HarryPotterTrumpSonic100Inu is a dead meme coin with no utility, no team, and zero trading volume. It's a cautionary tale of how absurd names and fake hype can fool investors in crypto.
Meme Coin Graveyard: Dead Tokens, Failed Airdrops, and Scams You Should Avoid
When a meme coin graveyard, a collection of once-hyped cryptocurrency tokens that collapsed into worthlessness. Also known as dead crypto tokens, it includes projects that started with viral memes, celebrity shills, or fake airdrops — but ended with zero trading volume, empty wallets, and no team to answer questions. These aren’t just failed investments. They’re warnings. Every year, dozens of tokens rise on hype, get listed on sketchy exchanges, and then vanish — leaving holders with nothing but a screenshot of a promise.
Look at the BNU airdrop, a token from ByteNext that gave out 25 tokens to 1,000 people in 2025. It’s now worth $0 with zero trading activity. Or the FOTA airdrop, a CoinMarketCap scam that never existed. Then there’s Zenith Coin, a token that had a real airdrop in 2020 but now has dozens of fake claims flooding social media. These aren’t outliers. They’re standard. The meme coin graveyard isn’t just full — it’s growing. And it’s filled with projects that had no real utility, no audits, no team, and no plan beyond getting you to send crypto to a wallet.
Why do people still fall for this? Because the story is always the same: "Free tokens! Limited time! Join now!" But real airdrops don’t ask for your private key. Real projects don’t disappear after a week. Real tokens have trading volume, team profiles, and public code. The LNR Lunar airdrop, which only gave out 140 NFTs in 2022. Or KTN Adopt a Kitten, a token with smart contract red flags and a warning from CoinMarketCap. These aren’t mistakes. They’re designed to look like opportunities. And the graveyard keeps getting bigger because new ones are buried every week.

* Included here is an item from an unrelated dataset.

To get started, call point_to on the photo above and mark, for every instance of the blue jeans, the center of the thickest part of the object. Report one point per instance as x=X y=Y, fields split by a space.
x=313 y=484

What you’ll find below isn’t a list of dead coins — it’s a map of the graveyard. You’ll see how scams like meme coin graveyard projects operate, which exchanges turned out to be fake (like Bitroom and Dexfin), and why some airdrops were never real to begin with. You’ll learn what to check before you click "claim," who to trust, and how to avoid becoming another name on the tombstone.